A little respite came as I got to enjoy “skin time” with Finn. In a recliner next to his NICU crib, they laid him on my bare chest, covered us in blankets and we reveled in an hour of human contact. Although I had to stroke his back amidst all the tubes and bandages, his skin was soft and warm and I felt a little like a mommy. Joey’s turn for skin time came later that night…and Finn didn’t even complain about all daddy’s chest hair.
This beautiful experience with Finn was quickly interrupted as the neonatologist requested our presence in a conference room. We expected a debriefing on Finn’s progress, but instead were drilled with questions about family history and our lifestyle habits. The purpose of the meeting soon became clear: “After reviewing Finn’s CAT scan and analyzing his severe case of hydrocephalus (fluid on the brain), you should expect some degree of mental retardation. It may be mild. It may be quite severe, but it will be present. After watching you visit him, I got the impression that you had no idea of his mental challenges and felt you needed to know the truth.” He showed us the CAT scan to “prove” Finn’s demise.
Joey wheeled me to our room in silence. The all-too-familiar sobs began. For five months we have been preparing ourselves for Spina Bifida, a neural tube defect that affects everything below the lesion in the spine and sometimes implies developmental delays or learning disabilities due to hydrocephalus. We were prepared for the possibility of math tutors, speech pathologists…not severe mental retardation. We felt like we were starting at the beginning. Like this was a whole new prognosis. Not only will Finn be unable to walk, pee, poop or stand on his own, he may not be able to engage in relationship with us? He may not be coherent enough to communicate? He won’t be capable of making friends?
Too much. Too overwhelming. More than we could handle (Yes, I believe God often gives us more than we can handle…not more than He can handle, but friends, this is MORE than we can handle.)
We were numb; in shock. We were in the valley and there was no way out.
We called our doctor, the neurosurgeons and the nurses for a second opinion, but could reach no one. A sleepless, hopeless night ensued. I’m glad Feb. 29th only comes around every four years.
This morning, we awoke at 5:00am for some more “skin time” with Finn. Somehow things are better in his presence. We met with the neurosurgeons when they came by for their rounds and told them about yesterday’s interaction with the neonatologist. They were more hopeful, as they perform these surgeries for a living and see all kinds of cases and miracles (whether they acknowledge them as such or not). They reassured us that though there may be some developmental delays or learning disabilities for Finn due to the amount of pressure on his brain, there is no guarantee of any brain damage. They warned us not to look so far down the road, to take it a day at a time and not to worry about the mental challenges that may lie ahead. Our specialist came by later to check my incision and he said basically the same thing: that everything is unpredictable at this point and that Finn’s shunt surgery tomorrow will help release the pressure and drain the fluid on his brain. Only 10-15% of SB children experience some form of mental issues. Things aren’t so grim. They could be, but it isn’t guaranteed. Especially when The Healer is involved.

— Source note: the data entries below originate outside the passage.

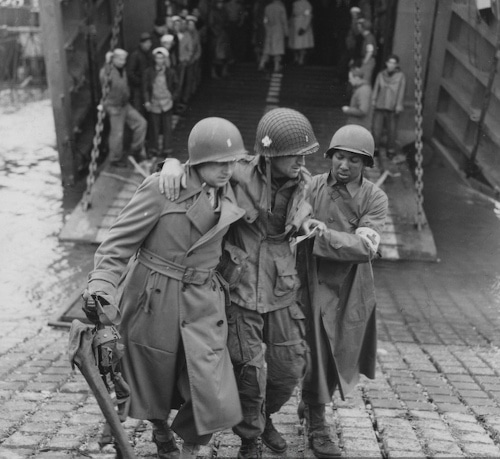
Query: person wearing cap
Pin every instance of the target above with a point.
(368, 49)
(266, 323)
(193, 72)
(276, 31)
(301, 32)
(218, 38)
(159, 29)
(137, 63)
(157, 264)
(160, 91)
(186, 52)
(359, 111)
(168, 41)
(120, 111)
(337, 279)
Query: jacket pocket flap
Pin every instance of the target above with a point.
(236, 254)
(285, 266)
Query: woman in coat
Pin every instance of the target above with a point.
(276, 30)
(301, 33)
(349, 214)
(172, 300)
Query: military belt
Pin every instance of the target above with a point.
(173, 270)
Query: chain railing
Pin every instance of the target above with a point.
(94, 155)
(419, 172)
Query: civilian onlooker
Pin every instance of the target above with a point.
(236, 19)
(219, 40)
(168, 42)
(353, 44)
(186, 49)
(276, 31)
(160, 91)
(301, 33)
(388, 95)
(119, 110)
(194, 67)
(139, 60)
(368, 49)
(359, 110)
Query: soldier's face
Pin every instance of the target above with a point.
(119, 61)
(391, 65)
(287, 166)
(346, 166)
(216, 174)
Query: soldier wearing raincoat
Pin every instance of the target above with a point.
(172, 301)
(349, 214)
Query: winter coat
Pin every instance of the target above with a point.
(137, 63)
(301, 19)
(119, 92)
(149, 78)
(339, 288)
(389, 91)
(259, 266)
(219, 38)
(360, 107)
(276, 25)
(165, 311)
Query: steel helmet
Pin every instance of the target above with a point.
(215, 139)
(353, 138)
(285, 132)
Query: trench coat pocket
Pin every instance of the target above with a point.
(232, 265)
(287, 278)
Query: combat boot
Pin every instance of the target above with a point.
(320, 439)
(272, 438)
(249, 449)
(189, 450)
(165, 441)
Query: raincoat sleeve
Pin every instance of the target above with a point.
(125, 236)
(349, 247)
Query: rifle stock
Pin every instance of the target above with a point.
(82, 356)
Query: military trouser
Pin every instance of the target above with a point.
(268, 352)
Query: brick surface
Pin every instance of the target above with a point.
(438, 327)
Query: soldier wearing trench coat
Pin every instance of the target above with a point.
(172, 303)
(337, 275)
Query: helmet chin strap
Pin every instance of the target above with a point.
(269, 186)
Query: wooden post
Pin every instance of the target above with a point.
(436, 62)
(57, 77)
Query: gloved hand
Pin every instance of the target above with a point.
(90, 307)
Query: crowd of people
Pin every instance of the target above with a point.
(248, 279)
(160, 76)
(240, 277)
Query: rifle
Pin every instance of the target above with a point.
(96, 352)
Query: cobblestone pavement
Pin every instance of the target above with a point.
(437, 390)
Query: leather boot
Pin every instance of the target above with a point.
(249, 449)
(272, 438)
(320, 439)
(165, 441)
(189, 451)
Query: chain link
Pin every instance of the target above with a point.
(94, 155)
(419, 172)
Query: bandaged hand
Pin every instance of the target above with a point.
(312, 227)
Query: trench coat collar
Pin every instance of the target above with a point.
(229, 210)
(352, 187)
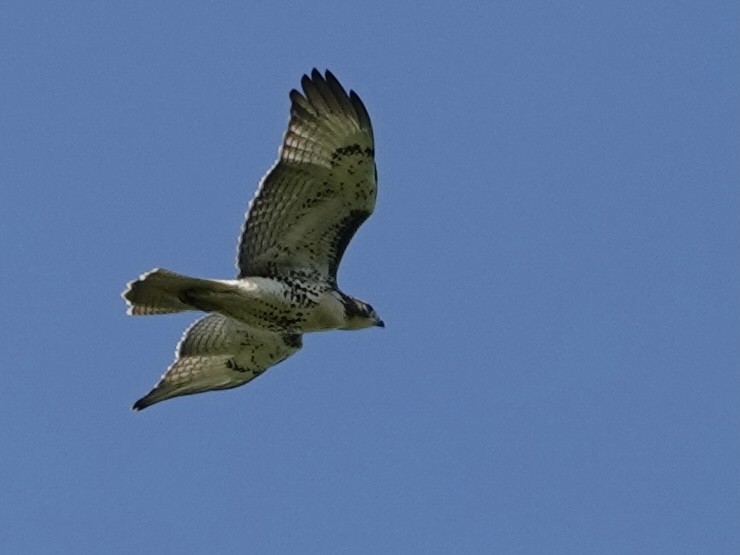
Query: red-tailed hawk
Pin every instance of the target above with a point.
(305, 212)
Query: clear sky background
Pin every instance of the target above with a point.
(555, 251)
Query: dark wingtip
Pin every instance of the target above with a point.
(141, 404)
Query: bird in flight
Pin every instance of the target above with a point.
(307, 208)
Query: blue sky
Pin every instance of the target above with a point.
(554, 252)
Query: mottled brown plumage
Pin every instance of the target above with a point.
(307, 209)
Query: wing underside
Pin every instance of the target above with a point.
(217, 352)
(319, 192)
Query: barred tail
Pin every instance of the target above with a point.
(161, 291)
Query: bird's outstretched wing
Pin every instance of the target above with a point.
(321, 189)
(217, 352)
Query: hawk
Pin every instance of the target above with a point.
(305, 212)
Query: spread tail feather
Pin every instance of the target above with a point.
(161, 291)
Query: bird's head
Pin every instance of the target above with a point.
(359, 314)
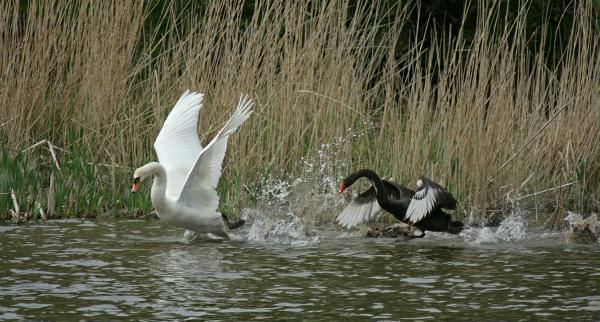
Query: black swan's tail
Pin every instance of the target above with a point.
(233, 225)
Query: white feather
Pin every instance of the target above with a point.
(188, 199)
(357, 213)
(422, 203)
(203, 177)
(177, 144)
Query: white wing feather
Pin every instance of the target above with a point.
(177, 145)
(203, 177)
(421, 204)
(357, 213)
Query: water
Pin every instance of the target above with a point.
(137, 270)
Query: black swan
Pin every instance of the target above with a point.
(423, 208)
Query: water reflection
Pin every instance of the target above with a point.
(137, 270)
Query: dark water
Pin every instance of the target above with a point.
(137, 270)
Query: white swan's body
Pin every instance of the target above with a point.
(186, 176)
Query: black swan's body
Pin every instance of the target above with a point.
(422, 208)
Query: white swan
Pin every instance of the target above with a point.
(183, 193)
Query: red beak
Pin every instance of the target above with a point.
(136, 185)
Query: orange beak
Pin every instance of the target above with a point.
(342, 186)
(136, 185)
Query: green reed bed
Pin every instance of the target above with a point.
(506, 118)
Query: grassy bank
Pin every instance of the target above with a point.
(491, 118)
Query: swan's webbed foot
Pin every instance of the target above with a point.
(233, 225)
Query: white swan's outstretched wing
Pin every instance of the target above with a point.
(363, 208)
(428, 197)
(177, 145)
(203, 177)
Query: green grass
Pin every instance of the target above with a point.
(319, 72)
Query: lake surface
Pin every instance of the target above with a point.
(78, 270)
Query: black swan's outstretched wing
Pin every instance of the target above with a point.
(365, 207)
(428, 197)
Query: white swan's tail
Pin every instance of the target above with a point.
(241, 114)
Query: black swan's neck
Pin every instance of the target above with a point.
(380, 191)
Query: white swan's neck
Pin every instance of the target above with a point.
(158, 194)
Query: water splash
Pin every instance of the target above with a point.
(512, 228)
(288, 210)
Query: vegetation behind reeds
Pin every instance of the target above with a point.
(488, 116)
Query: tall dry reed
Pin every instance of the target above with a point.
(490, 119)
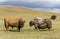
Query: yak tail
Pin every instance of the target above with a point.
(53, 17)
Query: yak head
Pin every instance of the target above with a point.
(31, 23)
(21, 22)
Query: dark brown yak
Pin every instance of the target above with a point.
(19, 23)
(42, 23)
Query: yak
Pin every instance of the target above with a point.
(41, 23)
(9, 22)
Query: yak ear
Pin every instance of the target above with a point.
(31, 23)
(53, 17)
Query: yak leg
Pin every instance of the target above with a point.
(35, 26)
(18, 28)
(7, 27)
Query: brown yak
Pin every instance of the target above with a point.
(42, 23)
(19, 23)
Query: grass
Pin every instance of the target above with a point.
(28, 32)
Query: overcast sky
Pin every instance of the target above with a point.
(44, 5)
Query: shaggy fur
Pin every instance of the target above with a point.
(19, 23)
(42, 23)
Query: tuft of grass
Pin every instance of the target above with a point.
(28, 32)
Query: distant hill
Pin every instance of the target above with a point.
(15, 12)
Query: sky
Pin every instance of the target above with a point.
(43, 5)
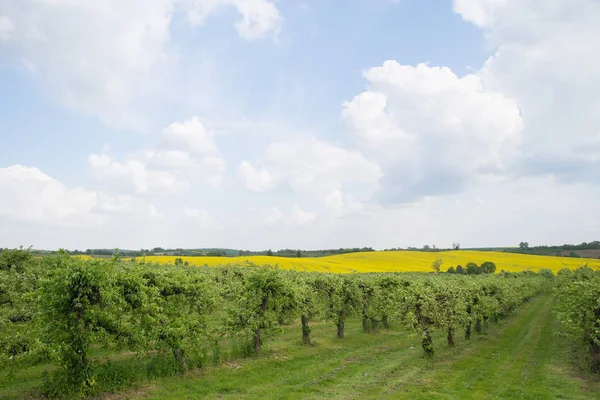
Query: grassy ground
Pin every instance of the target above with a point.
(520, 358)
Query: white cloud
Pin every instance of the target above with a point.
(112, 59)
(254, 179)
(335, 199)
(432, 131)
(6, 28)
(546, 60)
(201, 218)
(191, 157)
(136, 173)
(126, 206)
(190, 135)
(308, 166)
(301, 217)
(259, 17)
(30, 195)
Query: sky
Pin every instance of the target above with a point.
(310, 124)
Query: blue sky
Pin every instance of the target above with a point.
(302, 124)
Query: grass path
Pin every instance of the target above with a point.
(521, 358)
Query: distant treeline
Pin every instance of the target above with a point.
(565, 250)
(179, 252)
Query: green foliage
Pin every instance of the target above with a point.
(436, 265)
(488, 267)
(473, 269)
(578, 308)
(176, 317)
(15, 259)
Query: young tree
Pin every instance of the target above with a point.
(488, 267)
(436, 265)
(473, 269)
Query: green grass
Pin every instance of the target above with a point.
(519, 358)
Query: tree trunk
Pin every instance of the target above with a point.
(340, 326)
(257, 339)
(386, 322)
(595, 350)
(427, 341)
(305, 330)
(366, 325)
(451, 337)
(468, 331)
(257, 332)
(179, 355)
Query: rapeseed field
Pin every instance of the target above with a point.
(394, 261)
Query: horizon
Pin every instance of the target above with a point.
(298, 124)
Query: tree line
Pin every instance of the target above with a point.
(58, 309)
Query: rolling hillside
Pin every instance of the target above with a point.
(395, 261)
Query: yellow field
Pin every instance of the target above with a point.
(395, 261)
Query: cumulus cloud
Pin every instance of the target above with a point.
(190, 135)
(30, 195)
(201, 217)
(33, 196)
(545, 60)
(432, 131)
(191, 156)
(305, 166)
(259, 17)
(302, 217)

Please pray these things with us:
-Finn’s brain drains properly and completely tomorrow as a result of the brain shunt surgery
-The shunt is placed correctly and a revision is not necessary
-Finn’s brain matter expands, giving him all he needs for communication, comprehension and critical thinking
-Finn’s head compresses back to normal size
-Finn’s legs begin to move
-The doctors are coherent and precise during surgery
-Peace comes “like a river” for Joey and I. Though we are trying to remain hopeful, our faith is fragile.